Na prática, instituições financeiras envolvidas em operações desse tipo podem enfrentar restrições no sistema financeiro internacional baseado em dólar. O risco aumenta a pressão sobre importadores brasileiros, que dependem da compra de fertilizantes estrangeiros para manter a produtividade agrícola.

Crise global impulsiona alta dos fertilizantes

Especialistas apontam três fatores principais para a disparada recente da ureia no mercado internacional.

O primeiro é a tensão geopolítica no Oriente Médio, especialmente após o bloqueio do Estreito de Ormuz entre fevereiro e maio de 2026, que interrompeu o fluxo de cargas iranianas.

O segundo fator envolve as limitações impostas por Rússia e China.
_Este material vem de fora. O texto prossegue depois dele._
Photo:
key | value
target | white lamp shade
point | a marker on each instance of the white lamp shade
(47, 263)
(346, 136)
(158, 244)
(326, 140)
Moscou suspendeu temporariamente as exportações de nitrato de amônio para priorizar o mercado interno, enquanto os chineses restringiram as vendas de fertilizantes fosfatados.

Já o terceiro impacto veio do aumento nos custos logísticos. Os conflitos no Mar Vermelho obrigaram navios a realizarem desvios de rota, ampliando o tempo de transporte e encarecendo o frete marítimo.

Produção nacional ainda enfrenta entraves

Apesar do avanço da crise, o Brasil ainda encontra dificuldades para ampliar a fabricação doméstica de fertilizantes nitrogenados. O principal obstáculo é o custo elevado do gás natural, matéria-prima essencial para a produção de ureia.

Segundo a Associação Nacional para Difusão de Adubos (Anda), o gás utilizado pelas fábricas brasileiras pode custar até US$ 14 por milhão de BTU, valor muito superior ao registrado em países como Estados Unidos e Rússia.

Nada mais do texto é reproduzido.